The Black Book is an anthology of photographs, newspaper clippings, quotations, sheet music, patent applications, advertisements, and other ephemera, which together form a picture of Black life in America. The volume, assembled by Middleton A. Harris under the editorial eye of Toni Morrison—whose uncredited poem appears on the back jacket—is unflinching in its documentation of slavery, racially motivated violence, and the perpetuation of negative stereotypes. Saar was in the midst of her own reclamation of racist imagery when the book was published, having produced The Liberation of Aunt Jemima two years earlier. In A Call to Arms, Saar stenciled the Langston Hughes excerpt seen here onto a vintage washboard, where it joins other imagery to create a narrative of Black liberation.
Betye Saar
Middleton A. Harris (1908–1977)
The Black Book
First edition
New York: Random House, 1974
Rachel Federman: In the 1960s and '70s, Toni Morrison was an influential editor of African diasporic literature at Random House. Among her projects were books by Angela Davis, Henry Dumas, and The Black Book. This is Morrison speaking to author Junot Díaz about that time in her life.

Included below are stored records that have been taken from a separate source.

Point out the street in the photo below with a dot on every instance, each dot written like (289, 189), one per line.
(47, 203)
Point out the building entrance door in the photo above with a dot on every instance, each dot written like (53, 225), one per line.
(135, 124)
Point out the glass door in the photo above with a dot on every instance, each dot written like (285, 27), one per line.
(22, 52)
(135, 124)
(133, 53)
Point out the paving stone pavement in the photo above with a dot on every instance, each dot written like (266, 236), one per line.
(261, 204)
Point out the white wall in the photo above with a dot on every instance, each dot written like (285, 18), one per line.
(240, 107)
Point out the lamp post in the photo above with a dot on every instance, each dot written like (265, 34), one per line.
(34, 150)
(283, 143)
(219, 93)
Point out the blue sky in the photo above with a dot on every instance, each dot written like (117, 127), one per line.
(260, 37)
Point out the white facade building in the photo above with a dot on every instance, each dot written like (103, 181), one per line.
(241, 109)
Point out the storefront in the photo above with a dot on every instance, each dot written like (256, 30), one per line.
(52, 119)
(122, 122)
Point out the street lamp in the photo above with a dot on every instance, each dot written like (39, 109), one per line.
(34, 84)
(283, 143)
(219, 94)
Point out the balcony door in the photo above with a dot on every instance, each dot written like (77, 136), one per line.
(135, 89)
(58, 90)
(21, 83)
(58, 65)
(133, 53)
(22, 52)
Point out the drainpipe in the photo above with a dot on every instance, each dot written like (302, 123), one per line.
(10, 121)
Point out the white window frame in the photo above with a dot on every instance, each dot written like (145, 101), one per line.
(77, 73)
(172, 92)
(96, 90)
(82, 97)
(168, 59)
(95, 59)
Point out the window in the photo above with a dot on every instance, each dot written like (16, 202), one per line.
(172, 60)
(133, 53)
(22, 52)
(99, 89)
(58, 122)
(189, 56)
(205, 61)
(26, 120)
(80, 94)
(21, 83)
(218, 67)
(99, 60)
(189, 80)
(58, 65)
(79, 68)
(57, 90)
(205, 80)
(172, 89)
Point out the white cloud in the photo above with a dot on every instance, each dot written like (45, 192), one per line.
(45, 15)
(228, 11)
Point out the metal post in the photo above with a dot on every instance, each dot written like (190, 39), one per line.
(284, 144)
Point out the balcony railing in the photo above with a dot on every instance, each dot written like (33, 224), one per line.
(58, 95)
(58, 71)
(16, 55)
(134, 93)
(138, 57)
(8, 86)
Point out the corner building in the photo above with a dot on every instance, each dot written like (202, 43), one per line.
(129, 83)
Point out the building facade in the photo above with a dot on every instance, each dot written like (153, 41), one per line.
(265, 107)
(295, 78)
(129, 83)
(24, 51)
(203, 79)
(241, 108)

Toni Morrison: Nevertheless, the job at Random was extremely important to me because there was a lot going on. As you remember, the late '60s and '70s, even the '80s, I wasn't able to participate politically, that is running up and down the streets in parades and with a megaphone, but I thought it would be a shame if that information was not in a book, the history of it. So I made it my business to collect African Americans who were vocal, either politically or just writing wonderful fiction.